40 ans ... cela suffit ... !

Fermeture du Dento Budo Dojo de Strasbourg : fin d¹une chronique annoncée ...

Juin 2002 restera, pour ceux qui connaissent Sensei Habersetzer depuis longtemps, la fin d'une époque, d'une épopée à vrai dire ... commencée en octobre 1962 avec l'ouverture officielle du premier Dojo de Karaté des 6 départements de l'Est de la France. Le Dojo du Karaté du "Strasbourg Etudiant Club" (SEC) devint par la suite le "Strasbourg Université Club" (SUC) et son aura dépassa rapidement les limites alsaciennes. N'en refaisons pas, ici, l'histoire : il suffit de rappeler qu'en 40 ans il en a vu défiler des générations d'élèves, dont beaucoup devinrent Cadres à leur tour, entre 1962 et 2002 ! Des milliers d¹étudiants, parfois venus du bout du monde pour apprendre sous la houlette de Sensei Habersetzer qui dispensait sans relâche un enseignement associant étroitement les techniques de combat et les valeurs traditionnelles qu'elles véhiculent depuis leurs origines, résistant aux modes et aux pressions, fidèle à lui-même, et pour cela même souvent décrié.

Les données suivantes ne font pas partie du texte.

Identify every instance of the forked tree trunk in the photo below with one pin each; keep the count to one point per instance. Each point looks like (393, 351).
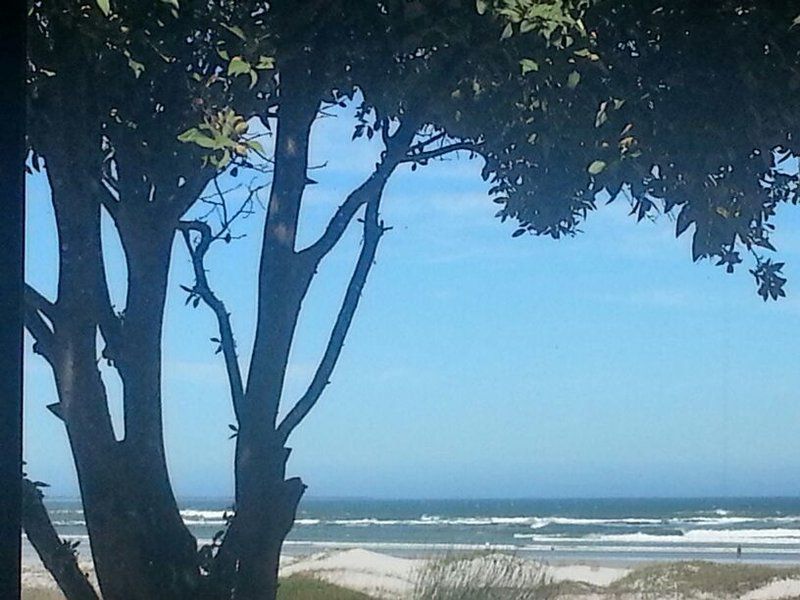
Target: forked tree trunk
(141, 548)
(266, 502)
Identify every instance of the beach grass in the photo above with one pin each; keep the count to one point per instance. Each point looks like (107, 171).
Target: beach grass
(483, 576)
(41, 594)
(692, 578)
(295, 587)
(299, 587)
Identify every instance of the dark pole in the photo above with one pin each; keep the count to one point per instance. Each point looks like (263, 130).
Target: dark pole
(12, 186)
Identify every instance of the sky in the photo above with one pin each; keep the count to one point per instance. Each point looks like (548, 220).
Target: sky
(477, 366)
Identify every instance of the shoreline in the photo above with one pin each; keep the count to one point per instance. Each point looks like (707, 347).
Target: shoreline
(386, 576)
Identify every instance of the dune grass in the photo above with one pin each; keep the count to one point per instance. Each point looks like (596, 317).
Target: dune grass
(693, 578)
(483, 576)
(292, 588)
(298, 587)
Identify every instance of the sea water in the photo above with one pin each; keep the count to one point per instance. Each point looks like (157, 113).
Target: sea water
(766, 529)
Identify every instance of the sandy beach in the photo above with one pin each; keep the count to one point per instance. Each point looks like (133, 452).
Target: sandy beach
(386, 577)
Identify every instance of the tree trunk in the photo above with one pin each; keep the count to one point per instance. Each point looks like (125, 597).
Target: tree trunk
(266, 502)
(140, 547)
(57, 556)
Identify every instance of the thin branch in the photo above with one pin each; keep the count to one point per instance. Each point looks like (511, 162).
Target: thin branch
(418, 147)
(37, 305)
(35, 299)
(396, 148)
(373, 230)
(429, 154)
(203, 291)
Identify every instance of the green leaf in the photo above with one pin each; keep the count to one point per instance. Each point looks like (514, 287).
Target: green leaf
(136, 67)
(238, 66)
(256, 146)
(194, 136)
(573, 80)
(237, 31)
(528, 65)
(596, 167)
(265, 62)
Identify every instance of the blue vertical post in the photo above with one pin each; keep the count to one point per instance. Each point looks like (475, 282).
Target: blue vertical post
(12, 182)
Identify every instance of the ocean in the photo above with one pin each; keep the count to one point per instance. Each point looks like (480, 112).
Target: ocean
(608, 530)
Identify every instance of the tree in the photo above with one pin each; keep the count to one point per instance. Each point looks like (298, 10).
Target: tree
(561, 99)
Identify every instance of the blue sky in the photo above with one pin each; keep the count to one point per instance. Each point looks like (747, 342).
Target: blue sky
(479, 365)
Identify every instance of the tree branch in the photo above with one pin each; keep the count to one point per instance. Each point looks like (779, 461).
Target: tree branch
(373, 230)
(203, 291)
(429, 154)
(396, 149)
(57, 555)
(37, 305)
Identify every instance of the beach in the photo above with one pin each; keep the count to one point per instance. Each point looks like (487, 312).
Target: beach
(387, 577)
(571, 549)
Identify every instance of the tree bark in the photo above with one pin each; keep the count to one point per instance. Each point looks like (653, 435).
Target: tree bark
(57, 556)
(266, 502)
(140, 546)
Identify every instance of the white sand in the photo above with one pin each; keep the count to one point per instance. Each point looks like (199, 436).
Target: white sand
(783, 588)
(392, 578)
(375, 574)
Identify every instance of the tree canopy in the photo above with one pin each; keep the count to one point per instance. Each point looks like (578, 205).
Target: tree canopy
(682, 108)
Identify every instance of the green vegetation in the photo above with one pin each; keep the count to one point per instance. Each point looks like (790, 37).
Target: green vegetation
(483, 576)
(687, 579)
(299, 587)
(295, 587)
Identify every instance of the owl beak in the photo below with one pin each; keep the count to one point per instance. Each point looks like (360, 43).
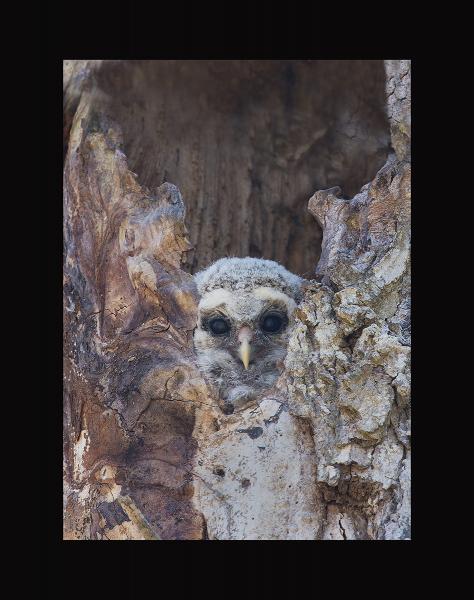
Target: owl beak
(244, 353)
(244, 337)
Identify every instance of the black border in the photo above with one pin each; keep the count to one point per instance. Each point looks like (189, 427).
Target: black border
(440, 503)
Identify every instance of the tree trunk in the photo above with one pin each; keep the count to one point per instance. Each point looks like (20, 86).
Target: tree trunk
(147, 452)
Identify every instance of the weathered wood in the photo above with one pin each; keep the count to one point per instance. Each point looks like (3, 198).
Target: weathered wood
(148, 454)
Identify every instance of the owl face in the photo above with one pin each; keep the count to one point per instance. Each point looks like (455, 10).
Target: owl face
(242, 333)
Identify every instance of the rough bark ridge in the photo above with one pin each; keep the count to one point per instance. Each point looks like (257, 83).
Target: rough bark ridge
(148, 454)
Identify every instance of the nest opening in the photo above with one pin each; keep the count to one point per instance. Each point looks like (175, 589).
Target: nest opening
(248, 143)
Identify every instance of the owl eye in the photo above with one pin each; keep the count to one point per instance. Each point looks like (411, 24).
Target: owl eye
(272, 323)
(219, 326)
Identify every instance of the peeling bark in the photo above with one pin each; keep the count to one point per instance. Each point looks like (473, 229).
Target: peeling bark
(148, 454)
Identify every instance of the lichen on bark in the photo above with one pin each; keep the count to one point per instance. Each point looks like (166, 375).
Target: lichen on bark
(147, 452)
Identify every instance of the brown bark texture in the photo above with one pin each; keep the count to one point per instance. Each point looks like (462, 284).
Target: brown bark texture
(169, 165)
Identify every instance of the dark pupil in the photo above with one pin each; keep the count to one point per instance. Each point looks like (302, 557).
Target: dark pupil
(272, 323)
(219, 326)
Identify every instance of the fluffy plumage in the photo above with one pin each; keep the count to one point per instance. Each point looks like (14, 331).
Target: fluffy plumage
(244, 317)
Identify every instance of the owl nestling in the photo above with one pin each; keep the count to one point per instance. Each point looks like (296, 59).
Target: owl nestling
(244, 317)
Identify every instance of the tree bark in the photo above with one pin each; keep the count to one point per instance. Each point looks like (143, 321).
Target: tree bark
(147, 452)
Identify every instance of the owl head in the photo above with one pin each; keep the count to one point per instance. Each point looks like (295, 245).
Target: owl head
(245, 314)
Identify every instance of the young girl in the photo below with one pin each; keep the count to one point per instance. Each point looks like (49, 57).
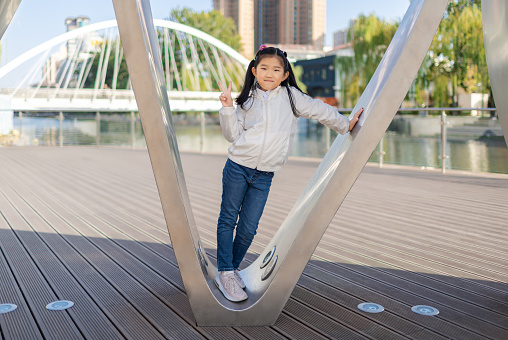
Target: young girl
(261, 130)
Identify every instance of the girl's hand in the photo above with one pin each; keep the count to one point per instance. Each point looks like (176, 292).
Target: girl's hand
(355, 119)
(225, 97)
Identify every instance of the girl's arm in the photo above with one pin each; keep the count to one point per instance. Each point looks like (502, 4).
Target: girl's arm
(327, 115)
(231, 122)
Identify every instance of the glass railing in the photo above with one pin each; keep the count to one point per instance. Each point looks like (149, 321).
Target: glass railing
(470, 143)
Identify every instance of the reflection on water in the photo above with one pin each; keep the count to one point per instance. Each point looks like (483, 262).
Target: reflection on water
(466, 152)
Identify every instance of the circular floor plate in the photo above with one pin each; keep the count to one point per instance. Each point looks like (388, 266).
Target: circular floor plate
(370, 307)
(60, 305)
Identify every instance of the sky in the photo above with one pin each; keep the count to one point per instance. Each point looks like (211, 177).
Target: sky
(37, 21)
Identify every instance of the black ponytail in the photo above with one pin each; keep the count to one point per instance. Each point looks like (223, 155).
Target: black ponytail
(249, 85)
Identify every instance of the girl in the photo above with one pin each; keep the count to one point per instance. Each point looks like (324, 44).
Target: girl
(261, 130)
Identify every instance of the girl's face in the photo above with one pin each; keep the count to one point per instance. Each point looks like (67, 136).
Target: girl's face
(270, 73)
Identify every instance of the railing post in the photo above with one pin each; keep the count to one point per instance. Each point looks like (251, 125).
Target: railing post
(443, 156)
(60, 117)
(381, 152)
(133, 122)
(202, 141)
(98, 127)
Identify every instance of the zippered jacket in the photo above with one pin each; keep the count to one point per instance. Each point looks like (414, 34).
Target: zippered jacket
(262, 134)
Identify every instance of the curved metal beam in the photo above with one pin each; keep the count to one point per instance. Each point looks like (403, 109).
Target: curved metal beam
(271, 278)
(7, 10)
(495, 32)
(109, 24)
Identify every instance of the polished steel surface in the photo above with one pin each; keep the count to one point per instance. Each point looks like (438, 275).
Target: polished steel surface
(7, 10)
(495, 33)
(268, 288)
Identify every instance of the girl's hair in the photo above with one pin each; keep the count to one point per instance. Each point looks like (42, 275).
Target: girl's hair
(249, 85)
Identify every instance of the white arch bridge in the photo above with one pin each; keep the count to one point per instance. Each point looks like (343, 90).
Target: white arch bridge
(85, 70)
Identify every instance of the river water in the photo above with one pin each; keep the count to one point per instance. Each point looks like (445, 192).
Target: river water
(476, 145)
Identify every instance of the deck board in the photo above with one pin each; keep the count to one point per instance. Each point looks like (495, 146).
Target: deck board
(85, 224)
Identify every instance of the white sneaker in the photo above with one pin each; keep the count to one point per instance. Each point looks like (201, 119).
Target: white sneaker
(228, 285)
(239, 279)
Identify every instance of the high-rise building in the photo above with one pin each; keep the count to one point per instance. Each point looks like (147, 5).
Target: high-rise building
(290, 22)
(277, 22)
(242, 12)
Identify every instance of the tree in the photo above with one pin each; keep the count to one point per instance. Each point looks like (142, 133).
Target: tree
(213, 23)
(370, 37)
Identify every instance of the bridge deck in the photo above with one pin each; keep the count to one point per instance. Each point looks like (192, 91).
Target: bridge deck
(85, 224)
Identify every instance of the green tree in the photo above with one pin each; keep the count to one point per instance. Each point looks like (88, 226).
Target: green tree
(213, 23)
(371, 37)
(456, 60)
(123, 73)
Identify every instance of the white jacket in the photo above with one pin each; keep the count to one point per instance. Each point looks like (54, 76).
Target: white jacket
(263, 133)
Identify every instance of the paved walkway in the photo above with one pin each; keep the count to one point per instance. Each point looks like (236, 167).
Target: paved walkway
(85, 224)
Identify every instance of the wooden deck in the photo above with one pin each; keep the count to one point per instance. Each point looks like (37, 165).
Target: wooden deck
(85, 224)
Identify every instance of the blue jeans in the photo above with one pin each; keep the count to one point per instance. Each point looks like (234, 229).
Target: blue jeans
(244, 194)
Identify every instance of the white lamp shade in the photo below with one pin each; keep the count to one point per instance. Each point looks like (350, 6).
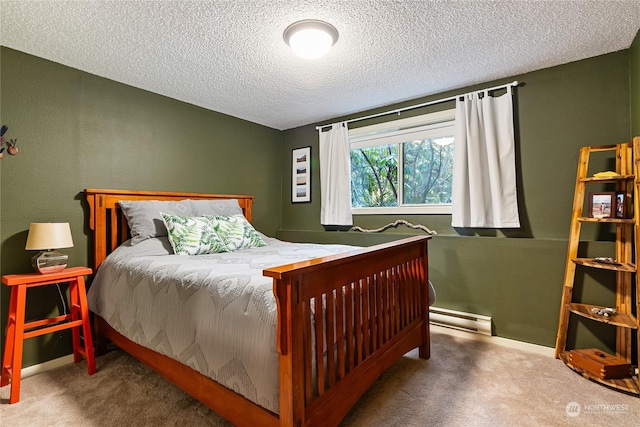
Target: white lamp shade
(310, 39)
(49, 235)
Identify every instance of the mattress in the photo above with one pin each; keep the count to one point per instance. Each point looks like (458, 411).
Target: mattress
(214, 313)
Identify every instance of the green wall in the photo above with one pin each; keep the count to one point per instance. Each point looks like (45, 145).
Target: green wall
(634, 73)
(514, 276)
(76, 130)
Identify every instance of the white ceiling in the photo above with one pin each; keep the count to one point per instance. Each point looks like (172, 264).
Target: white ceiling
(229, 56)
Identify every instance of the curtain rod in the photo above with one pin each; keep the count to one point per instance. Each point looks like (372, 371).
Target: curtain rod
(412, 107)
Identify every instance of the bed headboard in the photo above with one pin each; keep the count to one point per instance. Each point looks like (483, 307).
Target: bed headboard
(109, 224)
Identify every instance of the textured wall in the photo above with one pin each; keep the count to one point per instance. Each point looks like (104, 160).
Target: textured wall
(515, 276)
(76, 131)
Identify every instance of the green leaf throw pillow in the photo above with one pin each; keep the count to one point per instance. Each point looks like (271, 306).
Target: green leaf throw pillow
(236, 232)
(192, 235)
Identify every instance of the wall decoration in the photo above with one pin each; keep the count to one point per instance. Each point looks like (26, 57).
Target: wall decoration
(10, 145)
(301, 175)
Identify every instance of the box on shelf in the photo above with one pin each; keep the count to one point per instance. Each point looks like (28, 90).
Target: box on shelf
(600, 364)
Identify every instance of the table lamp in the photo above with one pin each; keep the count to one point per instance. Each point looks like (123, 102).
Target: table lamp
(48, 237)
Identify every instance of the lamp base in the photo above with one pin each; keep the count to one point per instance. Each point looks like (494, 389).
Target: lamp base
(51, 261)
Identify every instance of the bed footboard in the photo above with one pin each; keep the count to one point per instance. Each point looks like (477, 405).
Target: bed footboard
(344, 319)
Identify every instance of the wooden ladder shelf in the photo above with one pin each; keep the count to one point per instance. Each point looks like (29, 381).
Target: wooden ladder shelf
(625, 317)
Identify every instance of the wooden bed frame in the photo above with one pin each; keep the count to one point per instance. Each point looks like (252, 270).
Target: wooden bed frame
(379, 295)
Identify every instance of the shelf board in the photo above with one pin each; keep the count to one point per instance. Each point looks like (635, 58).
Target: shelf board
(614, 220)
(628, 385)
(618, 178)
(618, 319)
(590, 262)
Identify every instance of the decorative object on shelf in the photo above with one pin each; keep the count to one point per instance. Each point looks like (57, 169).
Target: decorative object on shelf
(10, 145)
(48, 237)
(301, 175)
(621, 205)
(600, 364)
(606, 312)
(395, 224)
(310, 38)
(602, 205)
(605, 174)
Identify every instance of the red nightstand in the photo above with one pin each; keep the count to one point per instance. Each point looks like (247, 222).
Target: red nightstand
(18, 330)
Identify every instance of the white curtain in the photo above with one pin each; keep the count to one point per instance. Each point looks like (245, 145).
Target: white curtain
(484, 172)
(335, 176)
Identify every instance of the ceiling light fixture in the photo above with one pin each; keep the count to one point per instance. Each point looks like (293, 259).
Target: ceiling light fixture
(310, 38)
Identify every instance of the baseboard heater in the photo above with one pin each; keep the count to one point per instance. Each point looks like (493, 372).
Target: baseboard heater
(459, 320)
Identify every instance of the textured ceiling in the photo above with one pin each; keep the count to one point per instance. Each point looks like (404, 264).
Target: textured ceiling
(229, 56)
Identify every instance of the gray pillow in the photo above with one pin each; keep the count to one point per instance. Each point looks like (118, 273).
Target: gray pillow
(216, 207)
(144, 217)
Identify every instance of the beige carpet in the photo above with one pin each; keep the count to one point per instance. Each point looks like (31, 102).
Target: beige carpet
(465, 383)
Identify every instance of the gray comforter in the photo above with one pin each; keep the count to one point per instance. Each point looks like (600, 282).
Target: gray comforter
(214, 313)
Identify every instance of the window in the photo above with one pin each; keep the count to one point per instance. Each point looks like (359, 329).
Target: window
(403, 166)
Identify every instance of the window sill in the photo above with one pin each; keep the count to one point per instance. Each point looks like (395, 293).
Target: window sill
(405, 210)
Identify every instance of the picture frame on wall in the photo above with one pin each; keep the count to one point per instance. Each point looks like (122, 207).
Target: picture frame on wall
(301, 175)
(602, 205)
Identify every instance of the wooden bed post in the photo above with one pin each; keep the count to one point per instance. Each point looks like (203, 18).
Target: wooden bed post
(290, 363)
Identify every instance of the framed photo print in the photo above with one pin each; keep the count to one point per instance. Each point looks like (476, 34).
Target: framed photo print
(621, 205)
(301, 175)
(602, 205)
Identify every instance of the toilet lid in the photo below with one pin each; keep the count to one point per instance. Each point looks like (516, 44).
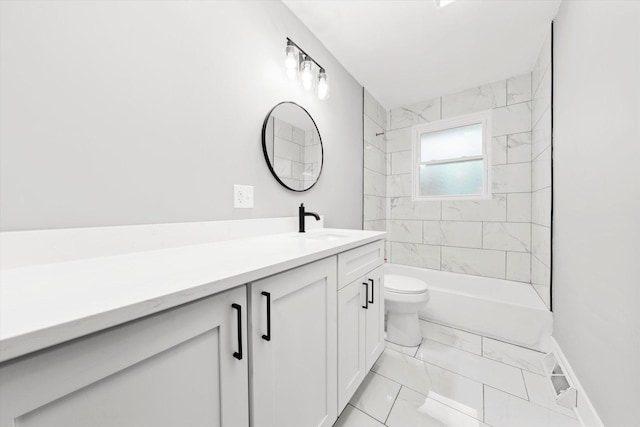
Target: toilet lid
(404, 284)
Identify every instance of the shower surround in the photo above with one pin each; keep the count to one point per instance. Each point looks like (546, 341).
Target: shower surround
(505, 237)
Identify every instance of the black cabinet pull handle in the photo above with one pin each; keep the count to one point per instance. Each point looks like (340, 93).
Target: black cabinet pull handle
(238, 354)
(366, 297)
(268, 336)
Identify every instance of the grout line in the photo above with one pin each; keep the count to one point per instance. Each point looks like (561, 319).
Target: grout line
(393, 404)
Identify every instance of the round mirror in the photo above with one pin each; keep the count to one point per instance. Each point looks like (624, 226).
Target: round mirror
(292, 146)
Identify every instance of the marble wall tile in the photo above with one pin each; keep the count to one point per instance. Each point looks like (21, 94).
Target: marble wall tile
(511, 119)
(476, 99)
(398, 140)
(374, 159)
(541, 207)
(494, 209)
(374, 208)
(423, 112)
(540, 273)
(505, 410)
(499, 150)
(425, 256)
(519, 266)
(479, 262)
(507, 236)
(405, 208)
(374, 183)
(519, 147)
(513, 178)
(452, 337)
(287, 149)
(401, 162)
(542, 98)
(373, 134)
(519, 207)
(453, 233)
(541, 135)
(282, 130)
(399, 185)
(540, 243)
(541, 171)
(519, 89)
(403, 230)
(377, 225)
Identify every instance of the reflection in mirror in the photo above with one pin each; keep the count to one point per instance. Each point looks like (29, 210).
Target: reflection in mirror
(292, 146)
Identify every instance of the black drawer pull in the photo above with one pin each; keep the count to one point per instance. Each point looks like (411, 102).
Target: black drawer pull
(238, 354)
(366, 297)
(268, 336)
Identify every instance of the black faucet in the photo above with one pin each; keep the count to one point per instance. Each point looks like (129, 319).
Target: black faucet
(302, 214)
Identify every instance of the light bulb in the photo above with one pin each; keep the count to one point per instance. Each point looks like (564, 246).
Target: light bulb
(323, 86)
(291, 61)
(306, 75)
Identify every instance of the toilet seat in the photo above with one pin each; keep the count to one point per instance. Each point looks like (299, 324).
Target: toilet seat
(403, 284)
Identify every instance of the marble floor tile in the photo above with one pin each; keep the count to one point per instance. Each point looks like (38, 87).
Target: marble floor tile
(446, 387)
(352, 417)
(505, 410)
(414, 409)
(410, 351)
(513, 355)
(452, 337)
(478, 368)
(540, 393)
(375, 396)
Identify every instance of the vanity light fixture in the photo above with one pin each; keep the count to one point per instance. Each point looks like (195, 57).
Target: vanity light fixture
(298, 62)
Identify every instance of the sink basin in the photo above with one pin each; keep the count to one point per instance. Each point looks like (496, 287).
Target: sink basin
(323, 236)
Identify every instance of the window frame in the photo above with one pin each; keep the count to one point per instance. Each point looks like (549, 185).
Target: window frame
(483, 118)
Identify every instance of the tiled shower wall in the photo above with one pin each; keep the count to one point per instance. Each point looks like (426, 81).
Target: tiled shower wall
(485, 237)
(541, 174)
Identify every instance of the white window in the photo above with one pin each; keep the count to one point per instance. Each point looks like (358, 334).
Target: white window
(451, 158)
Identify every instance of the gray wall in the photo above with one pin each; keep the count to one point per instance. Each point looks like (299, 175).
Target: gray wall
(596, 273)
(120, 113)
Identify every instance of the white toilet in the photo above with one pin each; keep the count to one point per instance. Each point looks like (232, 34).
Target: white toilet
(404, 296)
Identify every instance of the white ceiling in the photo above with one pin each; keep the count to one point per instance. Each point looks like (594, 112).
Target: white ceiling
(405, 52)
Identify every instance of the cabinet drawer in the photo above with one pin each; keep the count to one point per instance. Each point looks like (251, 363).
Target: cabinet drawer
(359, 261)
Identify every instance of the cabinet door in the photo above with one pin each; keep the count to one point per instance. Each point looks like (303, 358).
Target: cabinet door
(174, 368)
(294, 355)
(375, 317)
(351, 340)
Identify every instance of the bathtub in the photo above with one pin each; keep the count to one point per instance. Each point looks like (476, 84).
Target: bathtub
(501, 309)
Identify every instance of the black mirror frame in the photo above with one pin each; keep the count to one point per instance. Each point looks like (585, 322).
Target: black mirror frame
(266, 155)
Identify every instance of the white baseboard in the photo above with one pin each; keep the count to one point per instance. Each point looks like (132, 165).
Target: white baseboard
(585, 411)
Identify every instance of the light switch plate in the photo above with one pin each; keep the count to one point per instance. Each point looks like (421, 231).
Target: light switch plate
(243, 196)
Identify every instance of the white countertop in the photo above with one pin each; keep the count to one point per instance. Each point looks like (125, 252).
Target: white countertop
(48, 304)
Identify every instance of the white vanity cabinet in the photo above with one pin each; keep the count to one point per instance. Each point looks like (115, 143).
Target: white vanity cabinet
(293, 347)
(360, 316)
(180, 367)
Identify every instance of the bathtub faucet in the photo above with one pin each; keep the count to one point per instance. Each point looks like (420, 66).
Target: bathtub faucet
(302, 214)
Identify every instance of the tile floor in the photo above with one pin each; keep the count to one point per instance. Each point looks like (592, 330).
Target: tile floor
(458, 379)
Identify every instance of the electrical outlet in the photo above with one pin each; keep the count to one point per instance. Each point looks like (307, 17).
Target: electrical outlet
(243, 196)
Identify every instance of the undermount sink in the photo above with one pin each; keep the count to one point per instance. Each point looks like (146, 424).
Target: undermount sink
(324, 236)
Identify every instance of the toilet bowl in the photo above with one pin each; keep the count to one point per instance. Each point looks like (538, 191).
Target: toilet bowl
(404, 296)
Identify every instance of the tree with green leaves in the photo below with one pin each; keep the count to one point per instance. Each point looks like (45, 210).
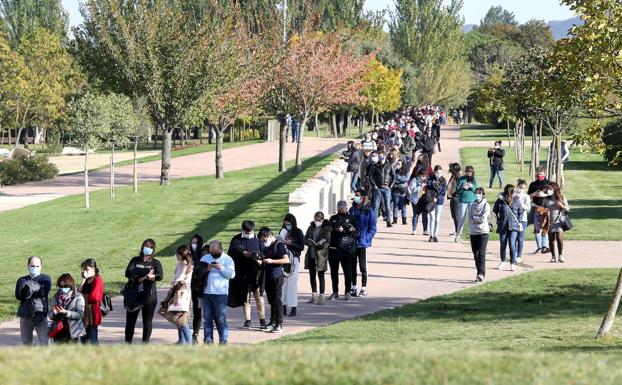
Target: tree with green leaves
(22, 17)
(88, 123)
(156, 50)
(428, 35)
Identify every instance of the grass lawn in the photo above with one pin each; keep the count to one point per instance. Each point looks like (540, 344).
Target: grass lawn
(536, 328)
(593, 190)
(488, 132)
(546, 311)
(64, 233)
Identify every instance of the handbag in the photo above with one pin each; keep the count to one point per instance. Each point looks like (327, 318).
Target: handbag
(566, 222)
(55, 328)
(105, 305)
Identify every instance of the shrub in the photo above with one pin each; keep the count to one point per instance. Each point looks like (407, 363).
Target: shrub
(26, 169)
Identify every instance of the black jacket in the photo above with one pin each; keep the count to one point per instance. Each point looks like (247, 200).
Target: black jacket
(349, 224)
(354, 161)
(246, 268)
(383, 175)
(496, 157)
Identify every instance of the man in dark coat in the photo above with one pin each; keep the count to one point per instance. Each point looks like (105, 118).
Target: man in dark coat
(245, 250)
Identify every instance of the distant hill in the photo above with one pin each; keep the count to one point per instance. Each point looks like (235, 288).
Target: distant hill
(559, 28)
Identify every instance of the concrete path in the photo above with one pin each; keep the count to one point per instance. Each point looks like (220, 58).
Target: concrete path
(402, 269)
(70, 164)
(13, 197)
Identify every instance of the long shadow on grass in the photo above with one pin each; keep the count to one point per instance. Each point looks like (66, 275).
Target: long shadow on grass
(268, 195)
(596, 209)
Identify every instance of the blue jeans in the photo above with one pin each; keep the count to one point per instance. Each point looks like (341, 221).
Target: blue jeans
(542, 240)
(385, 193)
(215, 310)
(508, 237)
(91, 336)
(185, 337)
(494, 171)
(520, 244)
(435, 220)
(354, 184)
(418, 210)
(399, 204)
(463, 208)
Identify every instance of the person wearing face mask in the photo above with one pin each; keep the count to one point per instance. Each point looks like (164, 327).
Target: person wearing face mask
(383, 180)
(479, 229)
(342, 248)
(536, 192)
(525, 201)
(220, 268)
(317, 239)
(407, 148)
(244, 248)
(365, 216)
(32, 291)
(508, 210)
(294, 239)
(196, 245)
(275, 255)
(68, 309)
(558, 210)
(140, 294)
(181, 286)
(92, 288)
(437, 186)
(495, 157)
(400, 191)
(465, 189)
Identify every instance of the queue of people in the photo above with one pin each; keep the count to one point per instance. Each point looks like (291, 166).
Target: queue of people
(391, 169)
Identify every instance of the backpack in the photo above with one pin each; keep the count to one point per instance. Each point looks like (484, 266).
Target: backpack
(287, 268)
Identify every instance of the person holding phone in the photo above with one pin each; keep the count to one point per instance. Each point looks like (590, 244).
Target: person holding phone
(221, 269)
(465, 189)
(67, 308)
(92, 287)
(143, 272)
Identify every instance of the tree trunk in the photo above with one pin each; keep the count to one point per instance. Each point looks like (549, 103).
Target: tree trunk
(220, 136)
(282, 129)
(112, 194)
(135, 173)
(316, 124)
(166, 157)
(613, 309)
(87, 201)
(298, 147)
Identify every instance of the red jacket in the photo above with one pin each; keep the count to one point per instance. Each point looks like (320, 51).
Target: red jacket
(94, 298)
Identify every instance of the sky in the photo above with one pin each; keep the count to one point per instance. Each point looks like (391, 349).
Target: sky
(473, 10)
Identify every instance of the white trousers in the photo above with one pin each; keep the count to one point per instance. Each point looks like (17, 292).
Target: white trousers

Roland Habersetzer avait fait de ce Dojo le point de départ, en 1974, du "Centre de Recherche Budo". Mais le temps aussi peut blesser ... Le Sensei avait mal vécu un certain nombre d¹abandons, voire de trahisons pour le moins inélégantes de la part d'élèves qui lui devaient tout, que ce soit en Karaté ou en Taichi : éternelle histoire, en somme ... Laissant le SUC à ses dérives et ses luttes pour le pouvoir,  il poursuivit son oeuvre dans le cadre d¹une nouvelle structure qu'il créa en réponse, le "Dento Budo Dojo", toujours à Strasbourg.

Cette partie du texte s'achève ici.